The four young black men who had been falsely accused of raping a white woman in Lake County in 1949 and were pardoned in the first Florida Cabinet meeting of Gov. Ron DeSantis in January deserve more than just pardons, they deserve full exoneration, Agriculture Commissioner Nikki Fried and state Rep. Geraldine Thompson say.

Fried, a member of the Florida Cabinet who joined in issuing the posthumous pardons last Jan. 11, and Thompson, an Orlando lawmaker who has pushed to clear the Groveland Four since 2014, have called a press conference in the State Capital for next week to open a new effort. They intend to pursue full exonerations for Ernest Thomas, Samuel Shepherd, Walter Irvin, and Charles Greenlee, all now deceased.

"That's always been my intention, to seek full exoneration," Thompson said Tuesday.

Pardons are official statements of forgiveness, while exonerations are official recognitions of innocence. "What we want is for them to be acknowledged for their innocence, which is what they deserve," Thompson said.

In a written statement Tuesday, Fried called the pardons a "first step" toward justice.

"As I said in January, the families of the Groveland Four deserve justice that has been long denied," Fried said. "We took an important, bipartisan first step with their pardon, and I'm hopeful we can work in that same bipartisan fashion towards the full exoneration these Floridians deserve. I'm pleased to partner with Rep. Thompson on this important issue and look forward to discussing it next week."

Fried and Thompson expect to be joined at next week's press conference by family members of the Groveland Four and activists who've worked for years to clear the four.

Thompson said DeSantis has been approached about the exonerations, and that he has asked Attorney General Ashley Moody to explore how they might legally be pursued. The matter is complicated by the fact that the case is 70 years old, and many records are hard to find. The Florida Department of Law Enforcement also is involved in research, Thompson said.

Last January they all were celebrating, when DeSantis, Fried, and Moody, all newly elected and freshly inaugurated, and returning Chief Financial Officer Jimmy Patronis, did what the previous Florida Cabinet had refused to do, grant official pardons.
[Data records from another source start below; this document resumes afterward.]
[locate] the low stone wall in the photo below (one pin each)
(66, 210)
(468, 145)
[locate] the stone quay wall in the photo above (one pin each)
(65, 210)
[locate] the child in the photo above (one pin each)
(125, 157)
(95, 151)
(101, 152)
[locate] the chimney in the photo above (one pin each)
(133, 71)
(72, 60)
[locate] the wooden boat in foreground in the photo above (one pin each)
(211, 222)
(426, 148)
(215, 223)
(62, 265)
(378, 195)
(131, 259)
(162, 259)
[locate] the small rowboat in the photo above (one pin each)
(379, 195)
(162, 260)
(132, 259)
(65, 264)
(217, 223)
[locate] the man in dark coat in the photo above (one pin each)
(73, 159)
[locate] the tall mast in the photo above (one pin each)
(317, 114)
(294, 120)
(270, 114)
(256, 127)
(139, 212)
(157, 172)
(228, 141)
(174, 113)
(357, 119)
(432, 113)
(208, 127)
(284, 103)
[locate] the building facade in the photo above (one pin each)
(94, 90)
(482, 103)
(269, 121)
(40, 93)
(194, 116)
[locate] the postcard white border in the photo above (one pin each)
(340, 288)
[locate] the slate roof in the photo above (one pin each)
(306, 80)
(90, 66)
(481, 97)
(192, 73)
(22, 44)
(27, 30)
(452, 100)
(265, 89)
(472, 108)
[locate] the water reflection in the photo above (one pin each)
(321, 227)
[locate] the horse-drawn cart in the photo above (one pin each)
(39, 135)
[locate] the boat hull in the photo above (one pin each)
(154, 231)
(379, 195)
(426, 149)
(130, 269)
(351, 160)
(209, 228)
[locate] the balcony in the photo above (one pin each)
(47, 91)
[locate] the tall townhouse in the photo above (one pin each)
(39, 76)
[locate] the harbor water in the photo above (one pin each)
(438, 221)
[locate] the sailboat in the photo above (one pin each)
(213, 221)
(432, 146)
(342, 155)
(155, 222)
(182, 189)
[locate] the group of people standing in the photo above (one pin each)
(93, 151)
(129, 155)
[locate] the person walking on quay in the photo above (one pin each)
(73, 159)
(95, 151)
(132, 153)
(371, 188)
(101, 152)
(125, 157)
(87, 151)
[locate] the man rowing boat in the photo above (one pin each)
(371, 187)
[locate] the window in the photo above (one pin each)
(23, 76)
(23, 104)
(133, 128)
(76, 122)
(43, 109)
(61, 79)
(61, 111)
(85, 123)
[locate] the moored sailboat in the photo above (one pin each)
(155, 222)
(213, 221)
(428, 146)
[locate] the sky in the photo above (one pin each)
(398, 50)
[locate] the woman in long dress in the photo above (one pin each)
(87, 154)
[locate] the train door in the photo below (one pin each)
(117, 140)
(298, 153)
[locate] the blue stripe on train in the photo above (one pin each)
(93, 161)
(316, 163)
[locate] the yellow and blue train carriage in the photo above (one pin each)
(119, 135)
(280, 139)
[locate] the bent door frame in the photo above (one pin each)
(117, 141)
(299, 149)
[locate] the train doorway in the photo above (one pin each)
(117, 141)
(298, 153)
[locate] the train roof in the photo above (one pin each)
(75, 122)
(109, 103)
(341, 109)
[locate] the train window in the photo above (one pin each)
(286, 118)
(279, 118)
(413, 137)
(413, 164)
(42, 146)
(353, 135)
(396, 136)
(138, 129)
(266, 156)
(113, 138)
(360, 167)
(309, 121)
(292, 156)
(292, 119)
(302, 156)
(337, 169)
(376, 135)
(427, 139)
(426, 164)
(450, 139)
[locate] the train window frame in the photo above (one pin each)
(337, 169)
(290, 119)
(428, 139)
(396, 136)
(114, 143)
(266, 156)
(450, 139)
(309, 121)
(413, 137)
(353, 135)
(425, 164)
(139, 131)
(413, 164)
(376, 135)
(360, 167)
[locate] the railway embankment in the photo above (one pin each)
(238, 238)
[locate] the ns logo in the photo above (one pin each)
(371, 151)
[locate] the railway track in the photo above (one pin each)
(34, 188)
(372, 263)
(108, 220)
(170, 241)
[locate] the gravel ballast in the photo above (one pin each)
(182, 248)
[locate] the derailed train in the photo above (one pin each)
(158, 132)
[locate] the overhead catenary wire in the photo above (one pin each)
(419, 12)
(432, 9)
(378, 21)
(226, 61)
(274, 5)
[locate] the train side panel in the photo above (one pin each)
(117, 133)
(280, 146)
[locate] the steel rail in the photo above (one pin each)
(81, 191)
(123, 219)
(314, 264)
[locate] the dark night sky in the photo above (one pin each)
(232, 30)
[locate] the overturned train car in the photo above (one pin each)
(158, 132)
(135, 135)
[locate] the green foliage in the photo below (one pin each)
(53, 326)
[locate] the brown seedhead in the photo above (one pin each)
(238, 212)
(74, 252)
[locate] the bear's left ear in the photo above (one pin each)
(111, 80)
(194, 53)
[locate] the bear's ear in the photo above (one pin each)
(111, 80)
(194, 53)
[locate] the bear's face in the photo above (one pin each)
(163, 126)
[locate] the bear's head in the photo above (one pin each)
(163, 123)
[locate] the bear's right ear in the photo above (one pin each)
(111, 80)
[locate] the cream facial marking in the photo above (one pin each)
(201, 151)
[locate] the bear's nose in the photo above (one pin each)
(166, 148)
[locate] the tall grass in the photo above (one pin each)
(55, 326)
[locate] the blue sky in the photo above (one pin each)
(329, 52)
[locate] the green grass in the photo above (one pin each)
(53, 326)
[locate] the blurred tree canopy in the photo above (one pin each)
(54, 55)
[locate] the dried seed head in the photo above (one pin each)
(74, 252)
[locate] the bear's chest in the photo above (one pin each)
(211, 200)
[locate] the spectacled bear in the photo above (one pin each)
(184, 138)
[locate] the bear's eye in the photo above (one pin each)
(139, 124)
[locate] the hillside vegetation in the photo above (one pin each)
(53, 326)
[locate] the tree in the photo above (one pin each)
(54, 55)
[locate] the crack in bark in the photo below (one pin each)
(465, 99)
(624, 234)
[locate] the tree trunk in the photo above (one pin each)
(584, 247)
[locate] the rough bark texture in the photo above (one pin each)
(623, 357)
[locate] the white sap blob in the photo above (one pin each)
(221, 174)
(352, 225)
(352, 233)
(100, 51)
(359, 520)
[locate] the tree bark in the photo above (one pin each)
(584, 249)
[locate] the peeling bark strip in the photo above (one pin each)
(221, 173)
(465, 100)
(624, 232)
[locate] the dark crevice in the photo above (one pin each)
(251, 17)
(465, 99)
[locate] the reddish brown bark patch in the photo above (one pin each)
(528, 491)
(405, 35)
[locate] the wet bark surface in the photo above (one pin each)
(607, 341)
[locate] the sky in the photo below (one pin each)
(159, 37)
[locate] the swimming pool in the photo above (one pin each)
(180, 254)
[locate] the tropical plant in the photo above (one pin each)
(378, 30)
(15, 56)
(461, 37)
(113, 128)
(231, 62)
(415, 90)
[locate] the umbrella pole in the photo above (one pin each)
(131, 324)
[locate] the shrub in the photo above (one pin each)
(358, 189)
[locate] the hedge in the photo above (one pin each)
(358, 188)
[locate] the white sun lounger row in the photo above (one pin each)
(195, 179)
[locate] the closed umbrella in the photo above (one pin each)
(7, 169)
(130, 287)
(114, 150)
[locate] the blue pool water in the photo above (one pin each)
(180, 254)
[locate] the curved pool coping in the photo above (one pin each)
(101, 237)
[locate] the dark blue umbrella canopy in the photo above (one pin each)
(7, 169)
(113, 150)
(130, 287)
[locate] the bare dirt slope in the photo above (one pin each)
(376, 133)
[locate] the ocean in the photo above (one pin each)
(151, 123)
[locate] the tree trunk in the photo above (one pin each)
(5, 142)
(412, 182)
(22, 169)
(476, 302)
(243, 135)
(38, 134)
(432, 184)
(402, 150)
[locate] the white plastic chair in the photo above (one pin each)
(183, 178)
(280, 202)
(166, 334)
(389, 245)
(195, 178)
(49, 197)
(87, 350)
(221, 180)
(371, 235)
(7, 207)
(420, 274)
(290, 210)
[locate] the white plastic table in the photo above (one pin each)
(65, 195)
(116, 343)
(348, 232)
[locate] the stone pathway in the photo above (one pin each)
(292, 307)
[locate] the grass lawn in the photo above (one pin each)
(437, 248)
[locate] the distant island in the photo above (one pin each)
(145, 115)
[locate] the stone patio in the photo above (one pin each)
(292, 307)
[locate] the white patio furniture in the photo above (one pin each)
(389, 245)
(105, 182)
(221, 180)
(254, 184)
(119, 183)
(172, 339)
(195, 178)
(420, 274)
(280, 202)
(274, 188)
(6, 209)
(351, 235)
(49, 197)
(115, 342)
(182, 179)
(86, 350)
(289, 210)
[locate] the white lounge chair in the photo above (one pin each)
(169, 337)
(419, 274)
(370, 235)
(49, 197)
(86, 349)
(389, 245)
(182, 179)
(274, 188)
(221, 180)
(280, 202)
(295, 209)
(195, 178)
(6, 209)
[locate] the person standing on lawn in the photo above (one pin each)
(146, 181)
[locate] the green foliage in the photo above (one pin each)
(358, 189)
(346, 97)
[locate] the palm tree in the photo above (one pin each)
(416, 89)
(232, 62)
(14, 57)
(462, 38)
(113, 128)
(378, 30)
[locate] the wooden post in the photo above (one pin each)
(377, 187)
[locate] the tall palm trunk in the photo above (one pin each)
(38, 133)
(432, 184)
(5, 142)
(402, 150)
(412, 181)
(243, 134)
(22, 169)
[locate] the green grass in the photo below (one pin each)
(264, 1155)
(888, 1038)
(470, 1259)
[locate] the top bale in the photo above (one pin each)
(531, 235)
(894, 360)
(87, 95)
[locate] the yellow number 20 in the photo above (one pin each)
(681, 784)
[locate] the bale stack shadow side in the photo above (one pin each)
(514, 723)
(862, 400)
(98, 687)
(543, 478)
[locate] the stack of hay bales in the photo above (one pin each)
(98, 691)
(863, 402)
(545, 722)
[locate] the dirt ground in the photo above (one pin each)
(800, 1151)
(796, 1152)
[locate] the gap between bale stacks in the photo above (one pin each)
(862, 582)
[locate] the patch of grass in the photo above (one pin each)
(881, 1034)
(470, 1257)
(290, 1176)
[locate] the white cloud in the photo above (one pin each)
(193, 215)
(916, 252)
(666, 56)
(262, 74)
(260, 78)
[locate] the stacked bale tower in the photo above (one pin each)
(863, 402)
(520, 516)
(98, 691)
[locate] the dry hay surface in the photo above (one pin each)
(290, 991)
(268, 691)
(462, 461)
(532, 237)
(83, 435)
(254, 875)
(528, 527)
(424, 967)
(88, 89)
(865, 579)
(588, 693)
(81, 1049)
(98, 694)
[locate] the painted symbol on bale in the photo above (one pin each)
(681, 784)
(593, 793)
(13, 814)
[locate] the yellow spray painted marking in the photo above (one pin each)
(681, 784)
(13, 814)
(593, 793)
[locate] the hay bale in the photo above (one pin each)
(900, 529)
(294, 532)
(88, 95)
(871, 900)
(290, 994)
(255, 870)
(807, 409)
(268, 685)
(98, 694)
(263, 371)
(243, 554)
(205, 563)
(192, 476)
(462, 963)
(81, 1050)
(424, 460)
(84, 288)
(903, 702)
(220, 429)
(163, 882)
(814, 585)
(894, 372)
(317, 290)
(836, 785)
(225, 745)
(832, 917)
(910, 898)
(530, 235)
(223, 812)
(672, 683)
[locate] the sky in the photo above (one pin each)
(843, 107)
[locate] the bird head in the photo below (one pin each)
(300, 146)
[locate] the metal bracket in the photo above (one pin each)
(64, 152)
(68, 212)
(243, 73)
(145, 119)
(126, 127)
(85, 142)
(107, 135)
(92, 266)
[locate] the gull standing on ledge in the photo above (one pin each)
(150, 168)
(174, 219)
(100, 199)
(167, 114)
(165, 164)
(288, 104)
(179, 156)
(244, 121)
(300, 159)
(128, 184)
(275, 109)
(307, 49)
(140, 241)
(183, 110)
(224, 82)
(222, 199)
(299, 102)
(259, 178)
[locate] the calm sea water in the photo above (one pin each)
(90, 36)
However, even in joyfully accepting those pardons, some of the family members, and Thompson, also had called for exoneration.

"Pardon is not the right word. The right word is exonerate, because it never happened," Irvin's cousin Beverly Robinson said during the Jan. 11 Florida Cabinet meeting.

"My father was not there. The evidence, the proof, is in the record that he was not there. He was accused, put in jail, tortured for something that he did not do," said Carol Greenlee.

The woman who made the 1949 accusations of rape, Norma Padgett Upshaw of Lake County, also appeared at the Jan. 11 Cabinet meeting and insisted that everything she had said in 1949 was true. She and some of her family members rejected pleas from speakers who contended the Groveland Four were innocent.

But the Cabinet, officially acting as the Florida Executive Clemency Board, saw clear injustice.

Shepherd and Thomas were killed in custody awaiting trial. Irvin and Greenlee were convicted and imprisoned. Even at the time, evidence was mounting that the four had been railroaded through Jim Crow era racism. Records released by the FBI, efforts by Civil Rights crusaders, and books by investigative writers created a compelling case that, as DeSantis declared, "justice was miscarried."

Thompson has been championing the Groveland Four cause for many years. In 2014 and again in 2016, when she was in the Florida Senate, she had sponsored resolutions calling for exonerations of the Groveland Four. But they did not pass.

However, in 2017, while Thompson was out of office, the Legislature unanimously approved a resolution, CS/HCR 631 , that declared that the Groveland Four were falsely accused, declared the case to be "a shameful chapter in this state's history," apologized, and called for state pardons, though not exonerations. Then-Gov. Rick Scott and his Cabinet ignored that call for the rest of their terms. But DeSantis, Fried, Patronis, and Moody took up the cause quickly and decisively during the first week of their term together as the Florida Cabinet.

"Most of what we are looking at are the actions of the officials, government officials acting on behalf of Lake County and the state of Florida, for what was termed by the leading Supreme Court Justice of his generation, Robert Jackson [who served on the U.S. Supreme Court from 1941-54], [as] one of the best examples of one of the worst menaces to American justice," DeSantis said at the Jan. 11 meeting.